The casualties so far include David Ortiz, one of the company’s first executive hires outside China.

In a move precision engineered to make you feel old, CNBC reports that Snapchat will be brought to the desktop screen, in an effort to better accommodate the habits of its users – i.e. users who are no longer teenagers, hypothesizes the report’s author Jonathan Vanian.

In contrast to Facebook’s attempts to win back younger users, Snapchat, it seems, is following its ageing demographic to the workplace and making it easier to discreetly waste time without having to retire to the bathroom.

The move has been greeted with an upturn in parent company Snap Inc.’s flat-lined stock price, which is still down nearly 70% from this time last year.

 

Analysis

In the saga that has taken on the proportions of Greek myth, the Musk/Twitter cautionary tale of hubris has travelled to the courts this week, as Twitter’s board attempts to force the multi-billionaire to buy them, despite the fact that he’s been trashing them to anyone who will listen. And so like Sisyphus, we keep on rolling…

Entering into a legally binding contract for the banter, it seems, is not the kind of thing that courts smile upon, and so, this week, Musk’s attempt to delay the trial has been denied by a Delaware judge.

But what is the endgame here? What do you think? According to this article by Wired writer Chris Stokel-Walker, Twitter’s board are seeking to cash out their chips (at a price well above current market value) in a company that has been severely tarnished by this whole affair, or else secure a settlement well in excess of the $1bn break fee stipulated in the contact.

 

Amazon could move to pre-empt regulatory concerns about anti-competitive behavior by stopping its proprietary product lines, as per a report by Wired.

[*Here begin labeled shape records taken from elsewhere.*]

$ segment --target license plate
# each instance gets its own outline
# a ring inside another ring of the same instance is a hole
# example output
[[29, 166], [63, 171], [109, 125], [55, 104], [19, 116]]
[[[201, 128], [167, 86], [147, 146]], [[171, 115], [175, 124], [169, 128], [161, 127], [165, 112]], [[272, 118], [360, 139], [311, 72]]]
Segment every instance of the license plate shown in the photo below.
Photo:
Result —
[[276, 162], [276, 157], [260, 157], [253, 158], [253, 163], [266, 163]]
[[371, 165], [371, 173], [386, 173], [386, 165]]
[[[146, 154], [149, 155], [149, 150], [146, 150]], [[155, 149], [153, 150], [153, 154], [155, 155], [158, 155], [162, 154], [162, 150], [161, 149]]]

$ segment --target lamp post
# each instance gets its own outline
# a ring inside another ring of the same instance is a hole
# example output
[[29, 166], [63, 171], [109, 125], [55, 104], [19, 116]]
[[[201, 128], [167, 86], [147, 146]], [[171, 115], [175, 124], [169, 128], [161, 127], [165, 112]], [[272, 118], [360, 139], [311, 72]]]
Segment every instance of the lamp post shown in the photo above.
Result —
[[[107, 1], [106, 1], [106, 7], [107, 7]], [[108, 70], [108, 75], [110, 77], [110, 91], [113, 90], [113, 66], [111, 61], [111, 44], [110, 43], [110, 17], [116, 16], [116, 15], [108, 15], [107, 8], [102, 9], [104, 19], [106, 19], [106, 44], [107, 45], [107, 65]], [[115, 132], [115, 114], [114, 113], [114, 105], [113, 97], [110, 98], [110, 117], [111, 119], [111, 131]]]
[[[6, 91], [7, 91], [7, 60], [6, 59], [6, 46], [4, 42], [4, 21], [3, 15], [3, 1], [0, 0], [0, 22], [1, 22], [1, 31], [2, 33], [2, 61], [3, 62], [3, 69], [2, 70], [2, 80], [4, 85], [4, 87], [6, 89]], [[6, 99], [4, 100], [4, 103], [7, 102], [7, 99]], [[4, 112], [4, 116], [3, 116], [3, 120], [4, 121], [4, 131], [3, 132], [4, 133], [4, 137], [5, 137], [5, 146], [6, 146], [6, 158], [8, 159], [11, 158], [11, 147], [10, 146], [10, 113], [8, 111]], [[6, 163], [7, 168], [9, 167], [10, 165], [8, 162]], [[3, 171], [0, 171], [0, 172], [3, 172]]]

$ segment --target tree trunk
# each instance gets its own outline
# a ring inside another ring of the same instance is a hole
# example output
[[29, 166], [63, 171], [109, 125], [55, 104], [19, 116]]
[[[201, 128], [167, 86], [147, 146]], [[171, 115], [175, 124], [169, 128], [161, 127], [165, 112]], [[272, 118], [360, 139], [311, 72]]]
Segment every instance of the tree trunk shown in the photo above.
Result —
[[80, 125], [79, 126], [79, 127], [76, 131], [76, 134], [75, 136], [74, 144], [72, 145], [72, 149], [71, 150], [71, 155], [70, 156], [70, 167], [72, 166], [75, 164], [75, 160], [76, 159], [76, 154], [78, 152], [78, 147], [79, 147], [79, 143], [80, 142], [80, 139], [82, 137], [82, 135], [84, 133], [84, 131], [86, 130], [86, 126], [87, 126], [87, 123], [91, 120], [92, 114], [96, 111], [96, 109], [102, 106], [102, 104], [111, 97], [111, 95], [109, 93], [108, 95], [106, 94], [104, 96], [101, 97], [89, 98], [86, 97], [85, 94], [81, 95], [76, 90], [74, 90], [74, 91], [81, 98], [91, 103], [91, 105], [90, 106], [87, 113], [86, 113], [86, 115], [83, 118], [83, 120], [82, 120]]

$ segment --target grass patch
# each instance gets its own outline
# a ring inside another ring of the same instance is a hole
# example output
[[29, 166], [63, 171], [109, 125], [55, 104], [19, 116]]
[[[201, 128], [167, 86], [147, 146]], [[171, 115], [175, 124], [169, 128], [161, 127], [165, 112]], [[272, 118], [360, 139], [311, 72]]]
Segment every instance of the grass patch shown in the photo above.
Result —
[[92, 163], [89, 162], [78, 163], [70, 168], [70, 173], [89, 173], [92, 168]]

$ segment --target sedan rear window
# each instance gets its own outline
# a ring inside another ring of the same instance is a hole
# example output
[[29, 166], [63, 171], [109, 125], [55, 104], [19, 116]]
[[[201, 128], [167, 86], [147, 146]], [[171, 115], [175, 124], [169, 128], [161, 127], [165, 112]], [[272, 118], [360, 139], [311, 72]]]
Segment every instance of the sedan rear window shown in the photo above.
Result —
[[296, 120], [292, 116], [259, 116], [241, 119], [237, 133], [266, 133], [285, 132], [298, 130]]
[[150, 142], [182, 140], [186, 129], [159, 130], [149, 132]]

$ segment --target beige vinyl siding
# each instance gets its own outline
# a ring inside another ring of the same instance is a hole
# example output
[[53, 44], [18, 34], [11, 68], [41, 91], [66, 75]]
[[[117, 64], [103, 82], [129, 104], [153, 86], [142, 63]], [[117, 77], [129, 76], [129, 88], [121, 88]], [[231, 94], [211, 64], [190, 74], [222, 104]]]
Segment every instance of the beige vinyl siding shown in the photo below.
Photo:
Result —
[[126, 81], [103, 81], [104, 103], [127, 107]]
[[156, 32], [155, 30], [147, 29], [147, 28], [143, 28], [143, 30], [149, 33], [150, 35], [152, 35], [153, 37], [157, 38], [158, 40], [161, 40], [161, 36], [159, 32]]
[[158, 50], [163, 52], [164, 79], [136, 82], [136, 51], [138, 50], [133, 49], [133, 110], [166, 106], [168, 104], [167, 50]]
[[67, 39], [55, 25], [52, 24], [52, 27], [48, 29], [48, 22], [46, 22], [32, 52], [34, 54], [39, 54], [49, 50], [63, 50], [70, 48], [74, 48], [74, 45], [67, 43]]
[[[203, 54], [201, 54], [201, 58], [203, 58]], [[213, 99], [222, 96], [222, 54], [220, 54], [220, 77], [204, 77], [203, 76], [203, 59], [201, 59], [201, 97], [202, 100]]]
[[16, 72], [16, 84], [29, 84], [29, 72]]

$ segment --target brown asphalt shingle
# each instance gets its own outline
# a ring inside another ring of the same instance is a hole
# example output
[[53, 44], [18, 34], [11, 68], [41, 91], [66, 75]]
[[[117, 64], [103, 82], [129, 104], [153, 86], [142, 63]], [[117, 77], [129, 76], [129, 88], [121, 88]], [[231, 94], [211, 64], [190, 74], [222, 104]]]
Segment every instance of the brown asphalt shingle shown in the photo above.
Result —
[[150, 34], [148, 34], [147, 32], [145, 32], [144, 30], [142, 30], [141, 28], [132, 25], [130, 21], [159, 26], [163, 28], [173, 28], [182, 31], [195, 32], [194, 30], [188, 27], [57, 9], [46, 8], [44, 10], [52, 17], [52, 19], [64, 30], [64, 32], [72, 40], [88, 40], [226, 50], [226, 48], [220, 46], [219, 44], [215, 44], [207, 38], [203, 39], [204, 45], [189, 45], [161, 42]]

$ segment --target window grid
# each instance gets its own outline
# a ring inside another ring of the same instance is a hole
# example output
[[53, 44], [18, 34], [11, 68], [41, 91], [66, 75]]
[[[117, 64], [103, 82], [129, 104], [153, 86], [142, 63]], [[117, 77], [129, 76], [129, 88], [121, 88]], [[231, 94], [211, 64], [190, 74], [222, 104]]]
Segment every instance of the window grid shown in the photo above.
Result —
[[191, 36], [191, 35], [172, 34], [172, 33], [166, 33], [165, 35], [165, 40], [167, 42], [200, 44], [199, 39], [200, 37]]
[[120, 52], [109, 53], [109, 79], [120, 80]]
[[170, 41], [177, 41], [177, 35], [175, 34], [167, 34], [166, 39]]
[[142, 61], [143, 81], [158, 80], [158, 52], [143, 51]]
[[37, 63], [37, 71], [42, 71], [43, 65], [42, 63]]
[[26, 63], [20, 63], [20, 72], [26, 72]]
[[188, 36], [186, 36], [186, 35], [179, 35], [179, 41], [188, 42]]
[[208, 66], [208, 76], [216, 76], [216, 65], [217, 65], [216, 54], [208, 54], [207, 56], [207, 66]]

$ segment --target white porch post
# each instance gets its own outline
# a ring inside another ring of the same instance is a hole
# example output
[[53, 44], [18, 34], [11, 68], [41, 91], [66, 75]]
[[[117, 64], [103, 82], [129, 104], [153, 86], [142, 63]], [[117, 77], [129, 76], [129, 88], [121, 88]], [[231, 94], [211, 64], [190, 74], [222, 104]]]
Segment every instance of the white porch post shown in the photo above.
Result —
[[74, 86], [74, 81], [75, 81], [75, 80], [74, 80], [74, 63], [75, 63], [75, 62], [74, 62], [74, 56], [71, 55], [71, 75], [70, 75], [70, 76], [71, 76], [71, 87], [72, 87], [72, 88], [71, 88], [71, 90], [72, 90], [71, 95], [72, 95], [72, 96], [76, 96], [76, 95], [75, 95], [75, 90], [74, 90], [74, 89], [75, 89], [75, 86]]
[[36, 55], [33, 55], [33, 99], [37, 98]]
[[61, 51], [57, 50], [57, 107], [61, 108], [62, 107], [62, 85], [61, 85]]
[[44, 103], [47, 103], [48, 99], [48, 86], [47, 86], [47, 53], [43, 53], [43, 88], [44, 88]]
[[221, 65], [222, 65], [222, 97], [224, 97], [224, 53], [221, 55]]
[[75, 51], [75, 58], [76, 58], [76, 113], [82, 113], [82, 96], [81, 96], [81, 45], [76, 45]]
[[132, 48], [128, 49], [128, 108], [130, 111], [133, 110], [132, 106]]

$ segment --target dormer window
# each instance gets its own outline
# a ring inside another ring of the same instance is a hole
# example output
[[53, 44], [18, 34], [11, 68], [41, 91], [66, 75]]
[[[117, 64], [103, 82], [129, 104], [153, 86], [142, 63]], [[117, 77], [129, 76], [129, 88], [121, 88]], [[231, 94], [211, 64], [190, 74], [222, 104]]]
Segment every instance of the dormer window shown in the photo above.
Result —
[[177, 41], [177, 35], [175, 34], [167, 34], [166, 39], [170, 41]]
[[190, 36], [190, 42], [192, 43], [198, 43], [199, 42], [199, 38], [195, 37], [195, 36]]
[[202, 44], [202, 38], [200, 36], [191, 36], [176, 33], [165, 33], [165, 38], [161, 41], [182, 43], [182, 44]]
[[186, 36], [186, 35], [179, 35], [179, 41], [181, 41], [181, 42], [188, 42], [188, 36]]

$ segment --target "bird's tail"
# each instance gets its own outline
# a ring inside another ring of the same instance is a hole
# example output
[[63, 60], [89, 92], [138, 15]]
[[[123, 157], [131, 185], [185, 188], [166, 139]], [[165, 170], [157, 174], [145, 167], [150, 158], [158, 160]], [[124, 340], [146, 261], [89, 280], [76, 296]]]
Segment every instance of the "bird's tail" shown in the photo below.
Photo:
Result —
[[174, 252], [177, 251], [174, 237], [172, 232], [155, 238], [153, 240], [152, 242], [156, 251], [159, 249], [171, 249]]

Senior executives have already discussed the measure and are said to be amenable to it, if it were ever required to negotiate a settlement with regulators. The article notes that these product lines have already drawn regulatory ire, due to the use of other companies’ data to produce products and the prominence the items are given on Amazon’s own site and app.

 

AI

Scientists in Australia have developed a programming language for talking to complex “swarms” of robots inspired by an Aboriginal language called Jingulu.

According to this article from Rachel Packham in Tech Xplore, Jingulu, spoken by the Jingili in Australia’s Northern Territories, is unique in that it uses only three verbs to convey movements in space – come, go and do.

The resulting programming language, the report notes, allows for interacting with and synchronizing any large group of AI entities.

 

Have you ever dreamed of being a writer? Do you long for the solitude of the writers’ garret? Have you enrolled on that writers’ retreat to the south of France? Well get that refund processed, because AI can write that book for you. From niche fan fiction to the Great American Novel, AI programs are now helping independent novelists for whom churning out novels to a tight deadline is the norm.

The technology is not without its foibles (sample text: “the moon was truly mother-of-pearl, the white of the sea, rubbed smooth by the groins of drowned brides”) but it helps make an almost impossible pace of production just about bearable, writes Josh Dzieza for The Verge.

Move over André Breton, this is automatic writing for the 21st Century.